家に呼ぶ際に、思いつく限りの子供の気を引けそうなおもちゃを用意したのがよかったのか、今やすっかり打ち解けられた。

小さな子供に接する機会などなかったが、湊人といると八つ下の弟が小さい頃を思い出す。黒目がちな瞳が似ているせいだろうか。

利発で物怖じしない湊人はとても可愛く、必ず守らなければという責任感や父性のようなものが自然と芽生える。

バックミラーで後部座席を確認すると、チャイルドシートでぐっすりと眠ったまま、小さく開いた口からは一筋よだれが垂れている。

「ふっ、可愛いな」

率直な本音が思わず口から溢れた。

沙綾は疑問に感じているようだが、拓海にとっては当然だった。

血の繋がりなど関係ない。湊人は元気いっぱいでとても素直。
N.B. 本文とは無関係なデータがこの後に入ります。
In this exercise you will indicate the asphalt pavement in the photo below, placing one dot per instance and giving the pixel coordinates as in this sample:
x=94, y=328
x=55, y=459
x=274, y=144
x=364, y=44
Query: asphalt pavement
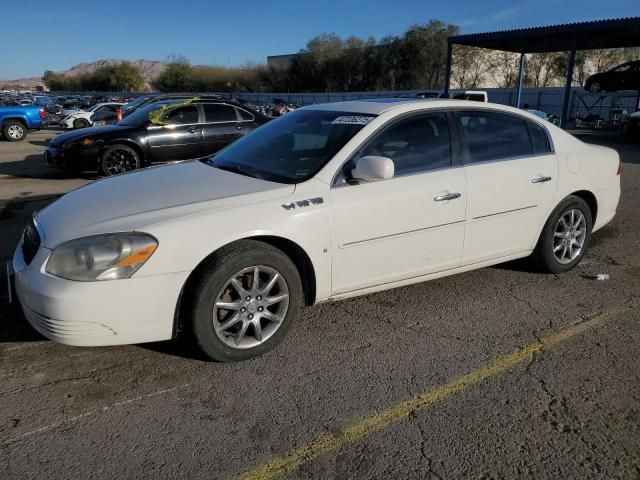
x=496, y=373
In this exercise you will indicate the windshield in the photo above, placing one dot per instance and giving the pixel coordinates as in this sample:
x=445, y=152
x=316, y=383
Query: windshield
x=292, y=148
x=140, y=117
x=131, y=106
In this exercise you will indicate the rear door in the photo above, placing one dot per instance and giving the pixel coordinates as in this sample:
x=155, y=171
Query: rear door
x=511, y=173
x=179, y=139
x=222, y=126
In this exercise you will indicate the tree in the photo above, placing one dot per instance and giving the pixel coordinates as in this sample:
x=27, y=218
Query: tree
x=504, y=68
x=542, y=70
x=469, y=66
x=176, y=76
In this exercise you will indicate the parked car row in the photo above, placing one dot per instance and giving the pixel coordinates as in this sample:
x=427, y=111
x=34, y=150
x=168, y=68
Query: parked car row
x=166, y=130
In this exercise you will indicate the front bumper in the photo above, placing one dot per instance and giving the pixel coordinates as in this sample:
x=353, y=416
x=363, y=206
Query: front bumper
x=76, y=157
x=67, y=122
x=117, y=312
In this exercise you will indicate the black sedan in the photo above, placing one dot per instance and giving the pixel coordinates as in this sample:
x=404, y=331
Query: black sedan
x=622, y=77
x=163, y=131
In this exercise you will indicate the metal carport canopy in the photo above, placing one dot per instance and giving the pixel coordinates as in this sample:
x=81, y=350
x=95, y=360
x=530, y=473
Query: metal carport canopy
x=569, y=37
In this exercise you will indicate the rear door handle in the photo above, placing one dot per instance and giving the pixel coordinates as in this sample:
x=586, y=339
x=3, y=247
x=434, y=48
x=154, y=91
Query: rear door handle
x=448, y=196
x=540, y=179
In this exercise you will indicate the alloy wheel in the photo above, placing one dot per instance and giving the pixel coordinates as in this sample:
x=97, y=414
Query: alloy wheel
x=569, y=236
x=251, y=307
x=119, y=160
x=15, y=131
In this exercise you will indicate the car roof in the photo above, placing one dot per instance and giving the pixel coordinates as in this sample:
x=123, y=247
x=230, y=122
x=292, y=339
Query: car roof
x=377, y=106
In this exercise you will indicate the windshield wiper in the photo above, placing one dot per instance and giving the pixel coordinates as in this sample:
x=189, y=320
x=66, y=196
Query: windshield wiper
x=247, y=172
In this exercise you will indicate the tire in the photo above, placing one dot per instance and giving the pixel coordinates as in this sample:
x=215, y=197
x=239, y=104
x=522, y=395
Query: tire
x=550, y=254
x=118, y=159
x=216, y=330
x=14, y=131
x=80, y=123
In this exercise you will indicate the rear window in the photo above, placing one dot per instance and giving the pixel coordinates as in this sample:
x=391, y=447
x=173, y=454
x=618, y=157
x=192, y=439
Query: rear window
x=219, y=113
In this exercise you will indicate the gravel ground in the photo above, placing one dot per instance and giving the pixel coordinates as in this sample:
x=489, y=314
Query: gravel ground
x=322, y=404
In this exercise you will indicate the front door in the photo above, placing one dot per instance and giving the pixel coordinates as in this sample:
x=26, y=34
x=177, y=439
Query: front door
x=408, y=226
x=179, y=139
x=221, y=127
x=512, y=175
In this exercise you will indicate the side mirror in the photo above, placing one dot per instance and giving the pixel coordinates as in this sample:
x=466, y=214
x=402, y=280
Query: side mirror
x=371, y=168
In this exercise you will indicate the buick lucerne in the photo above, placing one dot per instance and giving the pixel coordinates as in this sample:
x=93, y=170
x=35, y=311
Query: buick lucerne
x=327, y=202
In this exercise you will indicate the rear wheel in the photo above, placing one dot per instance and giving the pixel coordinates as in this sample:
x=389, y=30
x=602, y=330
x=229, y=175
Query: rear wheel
x=119, y=159
x=245, y=301
x=565, y=236
x=80, y=123
x=14, y=131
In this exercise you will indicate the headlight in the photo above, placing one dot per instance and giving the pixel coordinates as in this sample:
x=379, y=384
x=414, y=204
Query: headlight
x=102, y=257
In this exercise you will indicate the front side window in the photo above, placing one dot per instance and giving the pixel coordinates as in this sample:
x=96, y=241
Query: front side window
x=182, y=115
x=415, y=144
x=622, y=68
x=244, y=115
x=292, y=148
x=214, y=113
x=493, y=136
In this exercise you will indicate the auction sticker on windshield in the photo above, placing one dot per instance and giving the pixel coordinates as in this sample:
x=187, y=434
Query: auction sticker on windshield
x=352, y=120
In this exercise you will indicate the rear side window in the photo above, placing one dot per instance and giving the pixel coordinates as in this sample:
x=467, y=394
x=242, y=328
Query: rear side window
x=244, y=115
x=219, y=113
x=182, y=116
x=538, y=138
x=493, y=136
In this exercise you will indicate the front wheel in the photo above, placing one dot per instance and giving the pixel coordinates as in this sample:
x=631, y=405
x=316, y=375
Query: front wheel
x=119, y=159
x=245, y=301
x=80, y=123
x=565, y=236
x=14, y=131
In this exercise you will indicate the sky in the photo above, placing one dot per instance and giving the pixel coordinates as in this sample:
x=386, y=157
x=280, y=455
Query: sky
x=55, y=35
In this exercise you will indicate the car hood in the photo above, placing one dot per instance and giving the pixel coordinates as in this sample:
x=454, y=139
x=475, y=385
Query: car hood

それは沙綾が愛情を注いで育ててきた証だ。

視線を湊人から沙綾に移す。

許されるのなら、彼女と今度こそ本当に籍を入れて夫となると同時に、湊人の父親になりたい。

そのためにはまず沙綾との間にある壁を壊さなくてはならず、愛を語る前に信頼を取り戻すべきだと思った。

『私はもう湊人の母親です。恋愛も結婚もする気はありません』

もしかしたら、彼女はまだ湊人の父親であるユウキに気持ちが残っているのかもしれない。
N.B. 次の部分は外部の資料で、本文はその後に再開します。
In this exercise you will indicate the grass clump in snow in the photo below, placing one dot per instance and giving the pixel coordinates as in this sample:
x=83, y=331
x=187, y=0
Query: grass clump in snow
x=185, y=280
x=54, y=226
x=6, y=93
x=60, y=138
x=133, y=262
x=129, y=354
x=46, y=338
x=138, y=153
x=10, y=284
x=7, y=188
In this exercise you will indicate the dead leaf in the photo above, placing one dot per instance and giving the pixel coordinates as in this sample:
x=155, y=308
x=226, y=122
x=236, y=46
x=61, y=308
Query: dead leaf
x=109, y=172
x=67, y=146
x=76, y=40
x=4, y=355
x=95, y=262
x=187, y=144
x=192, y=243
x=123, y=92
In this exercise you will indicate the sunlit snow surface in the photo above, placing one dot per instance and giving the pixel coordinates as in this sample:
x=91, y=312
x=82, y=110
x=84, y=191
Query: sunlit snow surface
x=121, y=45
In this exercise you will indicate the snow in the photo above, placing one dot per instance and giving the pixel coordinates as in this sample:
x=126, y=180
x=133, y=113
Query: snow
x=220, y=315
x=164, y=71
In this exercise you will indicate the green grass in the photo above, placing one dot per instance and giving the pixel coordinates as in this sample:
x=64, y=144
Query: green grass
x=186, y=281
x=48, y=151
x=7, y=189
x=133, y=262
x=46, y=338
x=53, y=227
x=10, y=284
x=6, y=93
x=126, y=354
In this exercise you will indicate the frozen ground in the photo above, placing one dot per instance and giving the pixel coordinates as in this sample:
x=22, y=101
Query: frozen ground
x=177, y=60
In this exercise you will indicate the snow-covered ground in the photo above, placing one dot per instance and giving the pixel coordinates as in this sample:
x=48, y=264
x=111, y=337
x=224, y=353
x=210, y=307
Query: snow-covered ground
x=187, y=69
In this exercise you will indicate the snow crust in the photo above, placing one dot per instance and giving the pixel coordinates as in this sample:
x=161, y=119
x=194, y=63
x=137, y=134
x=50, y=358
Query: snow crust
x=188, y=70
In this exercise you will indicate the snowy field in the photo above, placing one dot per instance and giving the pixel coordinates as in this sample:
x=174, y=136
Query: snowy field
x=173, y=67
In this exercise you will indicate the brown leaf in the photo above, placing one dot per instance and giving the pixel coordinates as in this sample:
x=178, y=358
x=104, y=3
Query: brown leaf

以前電話しているのをたまたま聞いたが、とても破局を迎えた男女とは思えない、かなり親しそうで砕けた雰囲気だった。

(だとしても、今一番沙綾のそばにいるのは俺だ。必ずもう一度俺を好きにさせてみせる)

拓海は信号が青に変わるまで、助手席で眠る沙綾の横顔を眺めていた。